Weiters für 2024 geplant sind noch sektorspezifische und KMU-spezifische Standards sowie solche für Unternehmen außerhalb der EU.
Und was ist im Hinblick auf die EU-Taxonomie zu tun?

Unternehmen, die unter die CSRD fallen, müssen auch ihre taxonomiefähigen sowie taxonomiekonformen Wirtschaftsaktivitäten in der Nachhaltigkeitserklärung berichten. Dabei ist zu beachten, dass die Wesentlichkeit keine Rolle spielt und auch nicht, ob es sich bei der Wirtschaftsaktivität um das Kerngeschäft eines Unternehmens handelt oder nicht. Als ersten Schritt nimmt man den Katalog der Wirtschaftsaktivitäten zur Hand und überlegt, welche Aktivitäten vom Unternehmen durchgeführt werden. Nur eine Wirtschaftstätigkeit, die in der Taxonomie enthalten ist, ist auch taxonomiefähig, was bedeutet, dass beispielsweise der Handel keine taxonomiefähige Wirtschaftstätigkeit ist.

Um taxonomiefähig zu sein, muss eine Wirtschaftsaktivität folgende Kriterien erfüllen:

  • Wesentlicher Beitrag zu mindestens einem der sechs Umweltziele
  • Keine erhebliche Beeinträchtigung der anderen Umweltziele („do no significant harm principle“)
  • Einhaltung von Minimumstandards betr. soziale & Governance – Aspekte (z. B. OECD-Richtlinie für Menschenrechte)

Als Hilfestellung kann man dazu die technischen Bewertungskriterien der delegierten Rechtsakte der Kommission verwenden, die Rubriken auf Sektorebene und die zugehörigen NACE-Codes enthalten, auf die man sich bei der Bewertung stützen kann.

Folgende Kennzahlen sind für die ermittelten Wirtschaftsaktivitäten anzugeben:

  • Anteil der Umsatzerlöse aus taxonomiefähigen (mit ökologisch nachhaltigen Wirtschaftsaktivitäten verbundenen) Aktivitäten
  • Anteil der Investitionen, die sich auf Vermögenswerte oder Prozesse beziehen, die mit taxonomiefähigen Aktivitäten verbunden sind
  • Anteil der Betriebsausgaben, die sich auf Vermögenswerte oder Prozesse beziehen, die mit taxonomiefähigen Aktivitäten verbunden sind

In diesem Zusammenhang ist anzumerken, dass viele taxonomiefähige Wirtschaftsaktivitäten, die nur zu einem geringen Anteil an taxonomiekonformen Wirtschaftstätigkeiten führen, bedeuten, dass das Unternehmen grundsätzlich „grüner“ produzieren/agieren könnte, es aber derzeit (noch) nicht macht.

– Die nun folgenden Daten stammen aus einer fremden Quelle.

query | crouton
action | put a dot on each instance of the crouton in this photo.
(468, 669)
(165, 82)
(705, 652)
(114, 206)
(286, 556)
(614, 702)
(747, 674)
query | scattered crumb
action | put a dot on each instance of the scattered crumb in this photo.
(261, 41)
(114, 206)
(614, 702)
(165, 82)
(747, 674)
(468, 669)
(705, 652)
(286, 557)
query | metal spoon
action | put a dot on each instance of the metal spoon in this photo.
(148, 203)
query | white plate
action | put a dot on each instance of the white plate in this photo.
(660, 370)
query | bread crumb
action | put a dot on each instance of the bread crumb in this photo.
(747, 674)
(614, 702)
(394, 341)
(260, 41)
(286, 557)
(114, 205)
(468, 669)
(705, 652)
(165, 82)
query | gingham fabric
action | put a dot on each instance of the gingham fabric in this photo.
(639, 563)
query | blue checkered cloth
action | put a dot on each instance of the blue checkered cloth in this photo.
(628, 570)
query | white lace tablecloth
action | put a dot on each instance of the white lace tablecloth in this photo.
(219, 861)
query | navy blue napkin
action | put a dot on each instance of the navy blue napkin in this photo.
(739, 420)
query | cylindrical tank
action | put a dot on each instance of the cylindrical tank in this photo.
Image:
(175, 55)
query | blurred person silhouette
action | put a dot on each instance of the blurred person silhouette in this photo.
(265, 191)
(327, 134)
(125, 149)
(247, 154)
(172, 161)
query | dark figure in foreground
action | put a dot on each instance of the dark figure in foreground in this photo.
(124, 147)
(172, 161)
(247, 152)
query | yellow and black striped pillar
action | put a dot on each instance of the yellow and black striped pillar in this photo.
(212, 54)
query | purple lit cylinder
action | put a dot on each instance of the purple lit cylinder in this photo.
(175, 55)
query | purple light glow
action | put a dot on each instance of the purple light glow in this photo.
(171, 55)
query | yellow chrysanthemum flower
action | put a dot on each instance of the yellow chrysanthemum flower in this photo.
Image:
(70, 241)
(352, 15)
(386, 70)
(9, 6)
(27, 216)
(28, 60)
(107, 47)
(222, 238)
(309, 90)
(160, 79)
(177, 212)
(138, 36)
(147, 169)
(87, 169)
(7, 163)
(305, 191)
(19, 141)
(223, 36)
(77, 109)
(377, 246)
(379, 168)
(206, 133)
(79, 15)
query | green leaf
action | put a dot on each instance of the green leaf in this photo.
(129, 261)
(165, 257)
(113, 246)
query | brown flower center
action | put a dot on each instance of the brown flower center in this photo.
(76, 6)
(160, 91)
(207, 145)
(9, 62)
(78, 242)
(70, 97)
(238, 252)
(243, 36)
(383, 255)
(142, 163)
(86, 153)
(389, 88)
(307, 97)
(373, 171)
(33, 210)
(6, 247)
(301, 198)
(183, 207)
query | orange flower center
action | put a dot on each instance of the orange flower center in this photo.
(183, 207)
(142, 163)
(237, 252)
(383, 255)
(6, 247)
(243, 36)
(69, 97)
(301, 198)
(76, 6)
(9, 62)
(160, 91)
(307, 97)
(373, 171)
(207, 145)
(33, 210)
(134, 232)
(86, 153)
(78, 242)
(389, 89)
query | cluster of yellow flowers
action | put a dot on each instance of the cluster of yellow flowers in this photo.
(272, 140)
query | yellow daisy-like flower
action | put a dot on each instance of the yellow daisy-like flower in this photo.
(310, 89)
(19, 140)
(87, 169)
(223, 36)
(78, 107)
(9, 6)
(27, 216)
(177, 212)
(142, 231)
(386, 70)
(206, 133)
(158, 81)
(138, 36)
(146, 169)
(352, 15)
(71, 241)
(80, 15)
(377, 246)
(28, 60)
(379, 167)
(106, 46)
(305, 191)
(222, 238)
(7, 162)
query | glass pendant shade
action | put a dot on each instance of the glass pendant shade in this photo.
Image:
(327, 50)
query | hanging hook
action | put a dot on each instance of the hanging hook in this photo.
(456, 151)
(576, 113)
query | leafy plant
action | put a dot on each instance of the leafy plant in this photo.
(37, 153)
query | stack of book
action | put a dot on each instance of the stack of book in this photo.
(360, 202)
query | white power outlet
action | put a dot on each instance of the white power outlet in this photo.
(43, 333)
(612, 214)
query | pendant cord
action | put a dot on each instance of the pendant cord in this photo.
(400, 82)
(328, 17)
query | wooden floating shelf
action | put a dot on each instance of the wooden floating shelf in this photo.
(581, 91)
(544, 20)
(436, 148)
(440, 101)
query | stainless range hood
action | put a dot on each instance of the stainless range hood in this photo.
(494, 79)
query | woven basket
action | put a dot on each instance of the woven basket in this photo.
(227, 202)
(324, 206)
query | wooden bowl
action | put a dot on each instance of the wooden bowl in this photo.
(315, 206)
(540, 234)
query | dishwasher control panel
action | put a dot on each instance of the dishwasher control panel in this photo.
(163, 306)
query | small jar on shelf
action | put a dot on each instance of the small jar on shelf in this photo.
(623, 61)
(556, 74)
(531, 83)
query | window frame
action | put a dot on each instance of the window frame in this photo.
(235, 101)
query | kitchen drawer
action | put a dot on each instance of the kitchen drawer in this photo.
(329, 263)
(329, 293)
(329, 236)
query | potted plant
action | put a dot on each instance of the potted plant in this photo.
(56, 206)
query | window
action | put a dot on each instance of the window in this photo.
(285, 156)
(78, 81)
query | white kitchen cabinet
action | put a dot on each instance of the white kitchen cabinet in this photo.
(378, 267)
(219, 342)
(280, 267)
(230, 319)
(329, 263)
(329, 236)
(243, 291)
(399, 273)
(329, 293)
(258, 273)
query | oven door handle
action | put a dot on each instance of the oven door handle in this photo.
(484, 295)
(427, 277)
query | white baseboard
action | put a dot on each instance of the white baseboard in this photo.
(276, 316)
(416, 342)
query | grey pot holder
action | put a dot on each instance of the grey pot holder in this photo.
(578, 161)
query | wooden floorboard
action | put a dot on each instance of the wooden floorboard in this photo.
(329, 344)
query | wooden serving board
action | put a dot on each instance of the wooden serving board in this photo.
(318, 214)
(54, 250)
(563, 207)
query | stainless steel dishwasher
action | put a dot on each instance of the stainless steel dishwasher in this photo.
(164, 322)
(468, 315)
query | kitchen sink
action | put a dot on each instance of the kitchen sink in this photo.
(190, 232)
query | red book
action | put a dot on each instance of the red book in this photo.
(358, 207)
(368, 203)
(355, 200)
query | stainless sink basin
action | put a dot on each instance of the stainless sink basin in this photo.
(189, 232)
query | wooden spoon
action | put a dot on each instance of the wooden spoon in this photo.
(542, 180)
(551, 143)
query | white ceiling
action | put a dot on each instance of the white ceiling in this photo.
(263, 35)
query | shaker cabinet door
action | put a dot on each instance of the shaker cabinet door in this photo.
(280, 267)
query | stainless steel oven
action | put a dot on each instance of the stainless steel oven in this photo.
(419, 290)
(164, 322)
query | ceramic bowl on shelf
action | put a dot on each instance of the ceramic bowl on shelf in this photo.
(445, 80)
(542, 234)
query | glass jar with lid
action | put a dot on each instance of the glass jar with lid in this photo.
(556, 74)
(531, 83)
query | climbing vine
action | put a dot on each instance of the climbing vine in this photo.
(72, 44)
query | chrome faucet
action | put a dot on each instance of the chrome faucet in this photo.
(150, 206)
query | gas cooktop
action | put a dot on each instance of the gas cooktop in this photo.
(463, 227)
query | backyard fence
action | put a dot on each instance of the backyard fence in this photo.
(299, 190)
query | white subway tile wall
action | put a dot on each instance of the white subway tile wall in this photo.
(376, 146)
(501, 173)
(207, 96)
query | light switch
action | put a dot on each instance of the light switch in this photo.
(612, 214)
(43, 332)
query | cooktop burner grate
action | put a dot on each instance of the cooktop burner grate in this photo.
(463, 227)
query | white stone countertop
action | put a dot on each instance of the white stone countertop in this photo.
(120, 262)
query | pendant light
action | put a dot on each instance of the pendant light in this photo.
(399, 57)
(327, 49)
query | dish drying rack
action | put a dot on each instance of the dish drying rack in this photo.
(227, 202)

Der Inhalt der Nachhaltigkeitserklärung ist nun bekannt. Wie kommt das Unternehmen nun zu seinen Daten?

Bei einer Gruppe müssen alle Angaben für denselben Konsolidierungskreis angegeben werden, wie für die finanzielle Berichterstattung. Üblicherweise gibt es dazu eine Konsolidierungssoftware. Manche Anbieter haben auch schon Erweiterungstools, die die ESG-relevanten Daten verwalten und konsolidieren können. Aber auch alternative Anbieter, die nur ESG-Daten verarbeiten, können meist mit einer Schnittstelle and die bereits vorhandene Software angeknüpft werden. Bis man eine solche Software installiert hat, wird man sich wohl mit einem Tabellenkalkulationsprogramm behelfen, was aber natürlich fehleranfällig ist und in dem auch Änderungen nicht immer gut nachvollziehbar dokumentiert sind.

Jedenfalls ist es notwendig, sich bereits jetzt mit der Dateneinholung zu befassen, damit ab 1. Jänner 2025 alle auch in den Tochtergesellschaften verantwortlichen Personen wissen, welche Daten sie erheben, und wo diese Daten eingetragen und an wen sie gemeldet werden müssen.
Sind alle Daten zusammengetragen und die notwendigen Informationen verfügbar, kann die Nachhaltigkeitserklärung aufgestellt werden.